Recognizing his interest, Colonel Hans Daae made it possible for him to conduct studies in the field, sometimes almost on a full-time basis.
Despite his relatively advanced age, he was extremely productive and provided a number of interesting contributions to the country's anthropology, at a time when industrialization and restructuring of society had not yet managed to put their mark on the population.
He released volume one of the uncompleted work Anthropologia Norwegica in 1925, and Die Somatologie der Norweger together with Kristian Schreiner in 1929.
From 1926 to 1933, he served as praeses of the Royal Norwegian Society of Sciences and Letters,[4] during which time he received an honorary degree from Uppsala University in 1927.

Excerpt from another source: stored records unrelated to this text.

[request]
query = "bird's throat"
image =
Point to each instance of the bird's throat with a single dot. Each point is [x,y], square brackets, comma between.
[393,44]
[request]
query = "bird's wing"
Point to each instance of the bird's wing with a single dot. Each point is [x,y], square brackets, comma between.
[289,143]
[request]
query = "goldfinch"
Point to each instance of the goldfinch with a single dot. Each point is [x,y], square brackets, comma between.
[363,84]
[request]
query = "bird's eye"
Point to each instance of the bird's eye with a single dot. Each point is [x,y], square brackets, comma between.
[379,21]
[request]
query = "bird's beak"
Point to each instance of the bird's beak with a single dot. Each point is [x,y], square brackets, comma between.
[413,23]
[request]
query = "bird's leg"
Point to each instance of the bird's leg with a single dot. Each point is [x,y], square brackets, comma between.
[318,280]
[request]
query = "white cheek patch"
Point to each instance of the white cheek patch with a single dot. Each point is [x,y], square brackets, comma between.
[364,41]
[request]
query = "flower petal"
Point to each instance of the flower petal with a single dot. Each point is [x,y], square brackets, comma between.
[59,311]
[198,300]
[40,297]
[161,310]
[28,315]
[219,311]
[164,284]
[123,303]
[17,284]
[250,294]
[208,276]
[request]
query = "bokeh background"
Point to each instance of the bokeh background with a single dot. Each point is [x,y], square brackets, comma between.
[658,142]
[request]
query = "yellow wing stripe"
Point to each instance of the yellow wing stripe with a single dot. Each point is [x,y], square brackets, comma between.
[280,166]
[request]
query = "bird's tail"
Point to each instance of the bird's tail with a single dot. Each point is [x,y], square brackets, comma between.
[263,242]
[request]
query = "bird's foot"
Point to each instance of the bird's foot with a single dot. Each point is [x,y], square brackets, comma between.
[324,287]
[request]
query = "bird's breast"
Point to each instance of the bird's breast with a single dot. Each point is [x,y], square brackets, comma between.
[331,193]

Bryn initially experienced great success and influence through his earlier works; for instance in 1920 he was referred to as "Norway's most famous anthropologist"[5] by Kristian Emil Schreiner.
Toward the later years of his life the same prominent members of that society would develop a more critical attitude towards his research methods; he would become a controversial figure among anthropologists.
This was due to Bryn's contributions to scientific racism; his tendency to promote unorthodox, speculative, anthropological theories from scant and inconclusive evidence.
[6] One of Halfdan Bryn's correspondents for a short period in the early 1920s, who would eventually become a colleague, was Norway's leading eugenicist and racial hygienicist, Jon Alfred Mjøen.